All of this is time-consuming work. As stand-alone biology it might seem prosaic, even subject to the lethal, from a funding agency standpoint, label of “fishing expedition”. From a pure biology standpoint, it is always more appealing to discover a new effect than to characterise the details of an already known one. But, for clinical hyperthermia, as technologies like MRI-based thermometry and treatment guidance bring us into an era of much more precisely planned and delivered treatment, knowing how to model radiation response modification becomes a necessary step. A well-constructed multi-disciplinary research programme can be both exciting and innovative, even if one component of it asks questions that might otherwise be deemed dull.
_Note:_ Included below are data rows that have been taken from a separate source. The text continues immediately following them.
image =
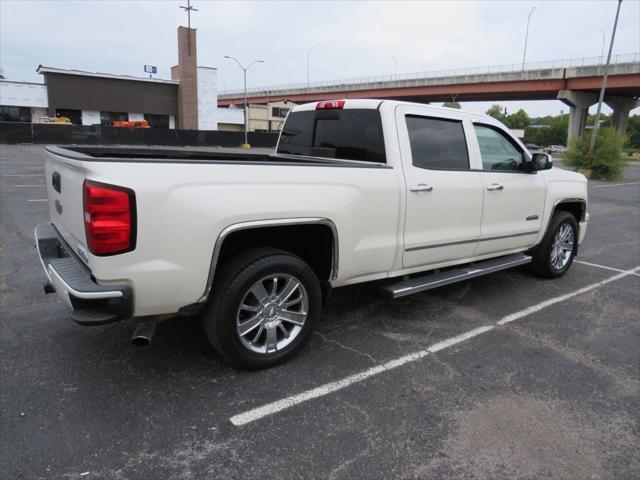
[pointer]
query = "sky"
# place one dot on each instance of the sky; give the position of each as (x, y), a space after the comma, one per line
(349, 38)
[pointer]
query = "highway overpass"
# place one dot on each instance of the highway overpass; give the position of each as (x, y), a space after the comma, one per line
(574, 81)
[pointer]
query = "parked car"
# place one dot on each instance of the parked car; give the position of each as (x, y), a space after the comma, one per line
(412, 195)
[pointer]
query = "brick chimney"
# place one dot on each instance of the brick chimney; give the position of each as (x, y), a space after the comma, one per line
(187, 73)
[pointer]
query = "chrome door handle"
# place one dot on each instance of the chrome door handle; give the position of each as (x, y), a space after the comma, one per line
(421, 187)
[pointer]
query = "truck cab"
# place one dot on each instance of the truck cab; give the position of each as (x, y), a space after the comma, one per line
(412, 196)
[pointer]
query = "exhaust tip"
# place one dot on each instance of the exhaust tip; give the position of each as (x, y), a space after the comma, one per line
(143, 334)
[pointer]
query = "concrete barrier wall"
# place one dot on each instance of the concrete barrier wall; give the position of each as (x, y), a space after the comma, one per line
(39, 133)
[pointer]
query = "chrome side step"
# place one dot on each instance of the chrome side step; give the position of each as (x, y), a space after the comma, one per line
(466, 272)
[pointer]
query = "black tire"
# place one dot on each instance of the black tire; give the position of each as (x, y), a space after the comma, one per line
(232, 284)
(542, 264)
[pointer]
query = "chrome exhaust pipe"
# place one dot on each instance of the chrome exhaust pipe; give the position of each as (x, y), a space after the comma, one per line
(143, 333)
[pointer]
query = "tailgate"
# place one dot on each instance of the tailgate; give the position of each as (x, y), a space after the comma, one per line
(64, 178)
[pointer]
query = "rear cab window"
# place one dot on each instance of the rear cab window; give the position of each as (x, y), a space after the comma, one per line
(348, 134)
(437, 143)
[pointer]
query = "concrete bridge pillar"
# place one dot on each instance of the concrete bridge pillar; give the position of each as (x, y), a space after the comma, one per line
(621, 107)
(579, 103)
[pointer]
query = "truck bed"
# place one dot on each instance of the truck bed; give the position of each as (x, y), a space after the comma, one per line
(161, 155)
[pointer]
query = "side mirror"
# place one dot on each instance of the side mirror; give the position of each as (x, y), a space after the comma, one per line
(541, 161)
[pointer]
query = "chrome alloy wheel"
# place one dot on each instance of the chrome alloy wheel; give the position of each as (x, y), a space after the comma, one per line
(272, 313)
(562, 247)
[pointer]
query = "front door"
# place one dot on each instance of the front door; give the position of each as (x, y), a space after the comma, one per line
(513, 196)
(443, 194)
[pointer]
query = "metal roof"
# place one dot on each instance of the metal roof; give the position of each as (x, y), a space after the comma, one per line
(42, 69)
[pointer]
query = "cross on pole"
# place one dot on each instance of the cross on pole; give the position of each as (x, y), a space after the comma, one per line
(188, 9)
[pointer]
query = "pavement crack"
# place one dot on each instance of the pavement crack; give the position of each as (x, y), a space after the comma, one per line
(346, 347)
(574, 355)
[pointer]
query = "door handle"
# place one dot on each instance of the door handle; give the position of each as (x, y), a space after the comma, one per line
(421, 187)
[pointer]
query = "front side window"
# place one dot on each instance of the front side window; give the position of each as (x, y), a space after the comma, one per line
(437, 143)
(497, 151)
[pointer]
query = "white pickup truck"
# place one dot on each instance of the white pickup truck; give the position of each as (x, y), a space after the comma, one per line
(409, 195)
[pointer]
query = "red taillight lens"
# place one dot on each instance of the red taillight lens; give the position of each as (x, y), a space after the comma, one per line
(109, 218)
(330, 104)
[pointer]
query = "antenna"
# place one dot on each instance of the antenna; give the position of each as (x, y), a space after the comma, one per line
(188, 9)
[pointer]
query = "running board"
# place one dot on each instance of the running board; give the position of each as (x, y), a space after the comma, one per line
(434, 280)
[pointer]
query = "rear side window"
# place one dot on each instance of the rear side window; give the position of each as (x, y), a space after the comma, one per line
(437, 143)
(351, 134)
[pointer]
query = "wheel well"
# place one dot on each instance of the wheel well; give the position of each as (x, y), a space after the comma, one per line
(575, 208)
(313, 243)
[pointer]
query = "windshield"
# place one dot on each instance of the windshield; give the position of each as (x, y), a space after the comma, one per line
(352, 134)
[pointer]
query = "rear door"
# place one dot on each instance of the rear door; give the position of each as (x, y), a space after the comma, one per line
(443, 194)
(513, 197)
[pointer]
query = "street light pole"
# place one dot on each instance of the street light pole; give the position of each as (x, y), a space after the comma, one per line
(308, 55)
(246, 110)
(526, 37)
(594, 132)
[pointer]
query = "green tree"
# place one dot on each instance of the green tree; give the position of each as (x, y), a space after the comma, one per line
(520, 119)
(548, 131)
(634, 131)
(607, 163)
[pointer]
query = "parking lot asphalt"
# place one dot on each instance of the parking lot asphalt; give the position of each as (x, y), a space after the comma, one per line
(547, 385)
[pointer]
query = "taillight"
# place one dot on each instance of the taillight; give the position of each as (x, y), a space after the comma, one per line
(109, 218)
(330, 104)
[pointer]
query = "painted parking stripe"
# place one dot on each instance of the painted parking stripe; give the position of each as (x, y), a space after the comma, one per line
(616, 185)
(605, 267)
(562, 298)
(288, 402)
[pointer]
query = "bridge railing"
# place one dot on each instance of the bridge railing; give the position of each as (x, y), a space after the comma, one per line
(407, 78)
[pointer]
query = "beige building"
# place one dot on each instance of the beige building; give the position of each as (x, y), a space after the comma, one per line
(262, 118)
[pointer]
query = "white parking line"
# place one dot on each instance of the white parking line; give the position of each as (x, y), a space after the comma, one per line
(597, 265)
(279, 405)
(616, 185)
(24, 175)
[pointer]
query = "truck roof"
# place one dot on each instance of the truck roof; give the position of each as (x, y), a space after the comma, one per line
(374, 103)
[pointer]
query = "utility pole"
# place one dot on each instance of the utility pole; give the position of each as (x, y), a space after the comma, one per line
(246, 110)
(526, 37)
(188, 9)
(596, 125)
(308, 55)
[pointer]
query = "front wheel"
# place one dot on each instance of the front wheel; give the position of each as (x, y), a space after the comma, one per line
(553, 257)
(263, 308)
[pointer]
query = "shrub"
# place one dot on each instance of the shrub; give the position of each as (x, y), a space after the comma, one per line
(607, 163)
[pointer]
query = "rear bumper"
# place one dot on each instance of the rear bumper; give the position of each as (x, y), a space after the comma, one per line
(90, 302)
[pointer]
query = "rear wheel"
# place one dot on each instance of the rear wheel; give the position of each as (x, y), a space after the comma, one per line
(263, 308)
(553, 257)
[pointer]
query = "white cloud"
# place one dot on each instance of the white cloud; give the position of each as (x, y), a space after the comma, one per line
(351, 38)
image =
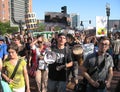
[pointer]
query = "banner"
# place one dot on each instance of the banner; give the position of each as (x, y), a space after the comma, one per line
(101, 26)
(46, 34)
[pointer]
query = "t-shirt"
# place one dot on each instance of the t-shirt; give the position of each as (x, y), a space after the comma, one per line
(90, 64)
(3, 50)
(18, 80)
(62, 59)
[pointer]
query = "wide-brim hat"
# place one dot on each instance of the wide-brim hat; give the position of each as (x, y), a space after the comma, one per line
(50, 57)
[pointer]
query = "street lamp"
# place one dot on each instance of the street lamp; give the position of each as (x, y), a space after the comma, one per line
(108, 14)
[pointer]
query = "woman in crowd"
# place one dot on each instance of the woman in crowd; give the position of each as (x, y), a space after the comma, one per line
(20, 81)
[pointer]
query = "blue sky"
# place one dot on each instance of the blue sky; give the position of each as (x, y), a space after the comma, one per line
(88, 9)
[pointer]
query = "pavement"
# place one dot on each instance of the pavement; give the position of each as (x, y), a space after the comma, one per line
(116, 78)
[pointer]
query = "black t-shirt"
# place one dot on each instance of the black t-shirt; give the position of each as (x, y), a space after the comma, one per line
(62, 59)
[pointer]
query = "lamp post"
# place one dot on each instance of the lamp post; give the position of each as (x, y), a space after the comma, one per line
(108, 14)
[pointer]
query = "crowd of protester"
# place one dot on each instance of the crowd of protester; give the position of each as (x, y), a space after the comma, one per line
(31, 51)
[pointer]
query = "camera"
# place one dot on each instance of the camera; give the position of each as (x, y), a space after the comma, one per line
(102, 84)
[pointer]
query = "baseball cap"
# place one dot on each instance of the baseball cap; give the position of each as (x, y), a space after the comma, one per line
(50, 57)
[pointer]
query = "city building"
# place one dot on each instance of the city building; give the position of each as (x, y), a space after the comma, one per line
(4, 10)
(5, 6)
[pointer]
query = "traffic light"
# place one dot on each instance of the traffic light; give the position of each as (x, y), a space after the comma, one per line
(64, 9)
(89, 21)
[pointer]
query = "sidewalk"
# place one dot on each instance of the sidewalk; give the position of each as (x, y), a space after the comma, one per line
(116, 78)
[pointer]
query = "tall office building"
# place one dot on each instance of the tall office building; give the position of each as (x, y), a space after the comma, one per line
(4, 10)
(75, 20)
(30, 6)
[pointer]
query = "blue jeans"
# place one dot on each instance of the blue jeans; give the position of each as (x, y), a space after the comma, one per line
(92, 89)
(56, 86)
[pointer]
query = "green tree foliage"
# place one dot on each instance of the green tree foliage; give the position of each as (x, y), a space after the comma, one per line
(5, 28)
(57, 28)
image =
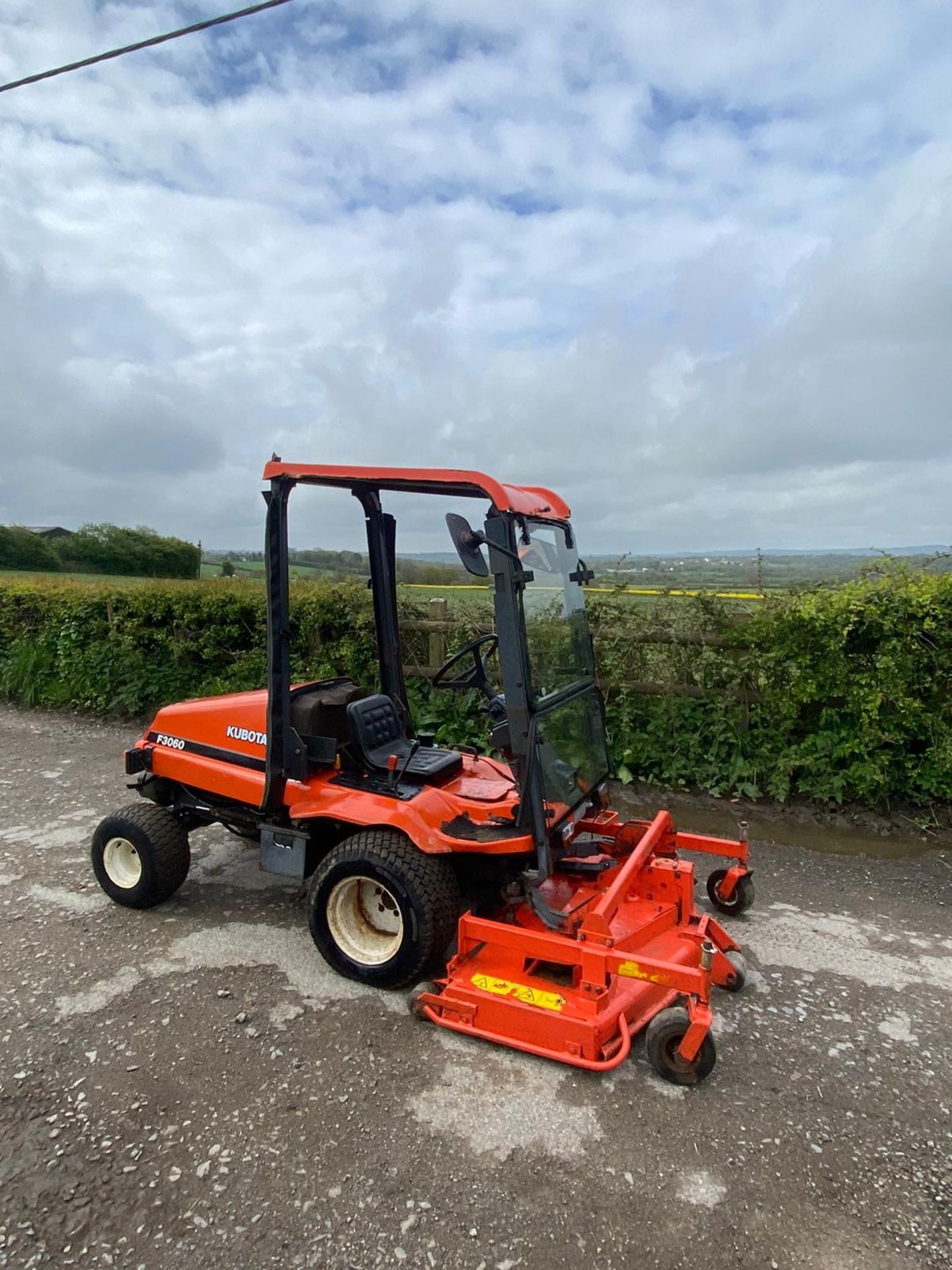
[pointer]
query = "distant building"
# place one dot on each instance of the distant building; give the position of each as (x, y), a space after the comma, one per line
(48, 531)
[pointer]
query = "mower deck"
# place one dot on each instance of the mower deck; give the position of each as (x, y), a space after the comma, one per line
(633, 944)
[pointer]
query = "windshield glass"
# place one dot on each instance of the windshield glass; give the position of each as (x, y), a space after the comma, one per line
(571, 748)
(571, 732)
(554, 603)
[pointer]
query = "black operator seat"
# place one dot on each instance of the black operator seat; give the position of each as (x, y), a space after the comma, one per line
(377, 733)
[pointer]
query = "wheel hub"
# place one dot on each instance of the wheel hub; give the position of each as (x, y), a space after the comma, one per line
(365, 920)
(122, 864)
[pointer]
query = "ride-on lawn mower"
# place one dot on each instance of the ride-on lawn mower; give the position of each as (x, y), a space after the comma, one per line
(586, 930)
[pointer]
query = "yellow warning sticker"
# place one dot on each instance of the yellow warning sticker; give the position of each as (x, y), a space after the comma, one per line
(633, 970)
(521, 991)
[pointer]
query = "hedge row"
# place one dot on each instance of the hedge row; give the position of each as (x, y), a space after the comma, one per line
(833, 694)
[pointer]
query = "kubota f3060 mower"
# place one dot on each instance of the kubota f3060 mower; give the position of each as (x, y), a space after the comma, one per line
(586, 929)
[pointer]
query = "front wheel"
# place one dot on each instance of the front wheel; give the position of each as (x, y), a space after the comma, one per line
(140, 855)
(380, 910)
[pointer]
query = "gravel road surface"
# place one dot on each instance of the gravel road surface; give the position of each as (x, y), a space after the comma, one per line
(192, 1086)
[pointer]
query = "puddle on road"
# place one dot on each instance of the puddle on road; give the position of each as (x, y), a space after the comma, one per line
(793, 828)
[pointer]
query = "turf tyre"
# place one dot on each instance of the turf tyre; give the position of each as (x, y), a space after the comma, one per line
(159, 841)
(424, 889)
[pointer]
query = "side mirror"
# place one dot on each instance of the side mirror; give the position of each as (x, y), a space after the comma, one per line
(469, 545)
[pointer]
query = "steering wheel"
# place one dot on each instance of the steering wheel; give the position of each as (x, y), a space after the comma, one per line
(476, 676)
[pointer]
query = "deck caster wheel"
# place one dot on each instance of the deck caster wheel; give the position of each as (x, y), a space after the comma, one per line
(413, 1001)
(662, 1040)
(739, 902)
(740, 972)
It is very much hoped that funding agencies will support research programmes that, like the work represented by van Leeuwen et al., include the biology that the physics needs.

References

  • van Leeuwen CM, Crezee J, Oei AL, et al. (2016). 3D radiobiological evaluation of combined radiotherapy and hyperthermia treatments. Int J Hyperthermia. [Epub ahead of print]. doi: 10.1080/02656736.2016.1241431.
  • Dewhirst MW, Lee C-T, Ashcraft KA. (2016). The future of biology in driving the field of hyperthermia. Int J Hyperthermia 32:4–13.
  • van Rhoon GC. (2016). Is CEM43 still a relevant thermal dose parameter for hyperthermia treatment monitoring? Int J Hyperthermia 32:50–62.
  • Issels R, Kampmann E, Kanaar R, Lindner LH. (2016). Hallmarks of hyperthermia in driving the future of clinical hyperthermia as targeted therapy: translation into clinical application. Int J Hyperthermia 32:89–95.
  • Horsman MR. (2016). Realistic biological approaches for improving thermoradiotherapy. Int J Hyperthermia 32:14–22.
  • Franken NAP, Oei AL, Kok HP, et al. (2013). Cell survival and radiosensitisation: modulation of the linear and quadratic parameters of the LQ model (Review). Int J Oncol 42:1501–15.
  • Torres-Roca J. (2012). A molecular assay of tumour radiosensitivity: a roadmap towards biology-based personalised radiation therapy. Per Med 9:547–57.
  • Myerson RJ, Roti Roti JL, Moros EG, et al. (2004). Modelling heat-induced radiosensitization: clinical implications. Int J Hyperthermia 20:201–12.
  • Sapareto SA, Dewey WC. (1982). Thermal dose determination in cancer therapy. Int J Radiat Oncol Biol Phys 10:787–800.